L'altra sorella, Ismene, cercò di dissuaderla: "Noi abbiamo il dovere di obbedire agli ordini che sono stati dati". Ma Antigone riteneva che l'obbligo morale verso il fratello morto non poteva essere cancellato dall'ordine di un re. Perciò ella fece quel che in coscienza sentiva necessario fare.

La ragazza fu arrestata dalle guardie e condotta davanti al re per rispondere della sua trasgressione. Alle accuse di Creonte ella rispose con queste parole:
"Per me non fu Zeus a proclamare quel divieto, e nemmeno Dike, che dimora con gli dèi inferi, fissò tali leggi per gli uomini, e io non credo che i tuoi editti abbiano tanta forza da poter trasgedire le leggi non scritte e incrollabili degli dèi. Infatti queste non sono di oggi o di ieri, ma sempre vivono e nessuno sa quando apparvero. E di esse io non volevo scontare la pena al cospetto degli dèi, per paura della volontà di alcun uomo.(...) Se a te sembra che io ora agisca da folle, questa follia la devo, forse, ad un folle."
Per Antigone non era follia ribellarsi a una legge ingiusta, la follia è nella pretesa di emanare leggi che contrastano con la coscienza degli uomini. Così una ragazza rimproverava il re in nome di una giustizia che sta oltre il potere dei re.
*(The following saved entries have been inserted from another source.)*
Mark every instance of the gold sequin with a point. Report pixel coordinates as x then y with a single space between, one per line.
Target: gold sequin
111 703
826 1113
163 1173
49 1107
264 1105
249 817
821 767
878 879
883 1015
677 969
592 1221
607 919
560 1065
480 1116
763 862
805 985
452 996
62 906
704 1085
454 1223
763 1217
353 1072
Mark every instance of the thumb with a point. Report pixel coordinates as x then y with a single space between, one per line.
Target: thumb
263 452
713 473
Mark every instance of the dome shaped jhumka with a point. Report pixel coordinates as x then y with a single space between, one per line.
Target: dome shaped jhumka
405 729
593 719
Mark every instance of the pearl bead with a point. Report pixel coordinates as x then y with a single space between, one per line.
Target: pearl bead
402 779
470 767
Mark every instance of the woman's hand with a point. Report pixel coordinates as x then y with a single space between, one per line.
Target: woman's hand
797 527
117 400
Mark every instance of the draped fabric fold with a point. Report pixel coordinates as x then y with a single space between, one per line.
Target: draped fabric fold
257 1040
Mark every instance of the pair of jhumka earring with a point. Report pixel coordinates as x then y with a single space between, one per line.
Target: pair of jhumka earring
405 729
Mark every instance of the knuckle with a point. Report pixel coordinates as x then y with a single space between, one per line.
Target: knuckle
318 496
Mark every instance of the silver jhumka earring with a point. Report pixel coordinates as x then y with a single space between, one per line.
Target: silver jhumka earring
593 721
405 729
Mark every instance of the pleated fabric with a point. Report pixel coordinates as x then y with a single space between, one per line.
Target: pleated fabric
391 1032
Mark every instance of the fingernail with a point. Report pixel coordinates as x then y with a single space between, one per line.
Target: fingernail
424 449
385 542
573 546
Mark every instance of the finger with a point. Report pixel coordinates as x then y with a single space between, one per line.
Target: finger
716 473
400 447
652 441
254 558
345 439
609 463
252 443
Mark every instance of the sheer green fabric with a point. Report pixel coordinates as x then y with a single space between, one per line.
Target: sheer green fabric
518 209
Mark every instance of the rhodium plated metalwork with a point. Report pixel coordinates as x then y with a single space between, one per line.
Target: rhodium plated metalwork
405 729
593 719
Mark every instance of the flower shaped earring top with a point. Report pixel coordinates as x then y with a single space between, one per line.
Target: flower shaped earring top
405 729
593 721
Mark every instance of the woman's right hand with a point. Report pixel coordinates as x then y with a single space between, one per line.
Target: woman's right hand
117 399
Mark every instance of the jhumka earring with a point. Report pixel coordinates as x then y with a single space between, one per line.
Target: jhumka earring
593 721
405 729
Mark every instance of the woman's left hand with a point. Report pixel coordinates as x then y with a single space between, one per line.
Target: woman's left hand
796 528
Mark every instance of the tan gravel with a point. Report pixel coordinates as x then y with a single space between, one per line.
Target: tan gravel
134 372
Ismene, la sorella che aveva deciso di obbedire alla legge di Creonte, intervenne in difesa di Antigone e fu imprigionata con lei. Creonte infatti non poteva accettare che le sue leggi non fossero rispettate, ma quando la legge ha bisogno di violenza per farsi valere dimostra tutta la sua debolezza.

1 marzo 2008

Ciccio e Tore

Li hanno ritrovati dentro la cisterna segreta della casa dalle cento stanze. Ciccio e Tore, i due bambini scomparsi che si temeva fossero stati rapiri. Li hanno ritrovati per disgrazia: la disgrazia di un altro bambino caduto lì dentro. Li hanno ritrovati morti, di una morte che è difficile immaginare. Una morte che li ha consumati come i figli del conte Ugolino. Una morte che sta tra la temerarietà di un gioco infantile e l'imponderabile. Si erano calati in quella cisterna da cui non sono stati più capaci di uscire. Non erano stati rapiti, nessuno li ha rapiti. Ma perché il padre è ancora in galera?

15 ottobre 2007

Giustizia francese

"PARIGI - Bertrand Cantat, il cantante del gruppo Noir Desir, condannato per aver ucciso nel luglio del 2003 la compagna, Marie Trintignant, ha ottenuto la libertà condizionale. Già domani lascerà il carcere di Muret, nella Haute-Garonne, dopo aver scontato la metà della pena a cui era stato condannato."

No, non siamo solo noi italiani ad aver perso il senso del castigo e dell'espiazione.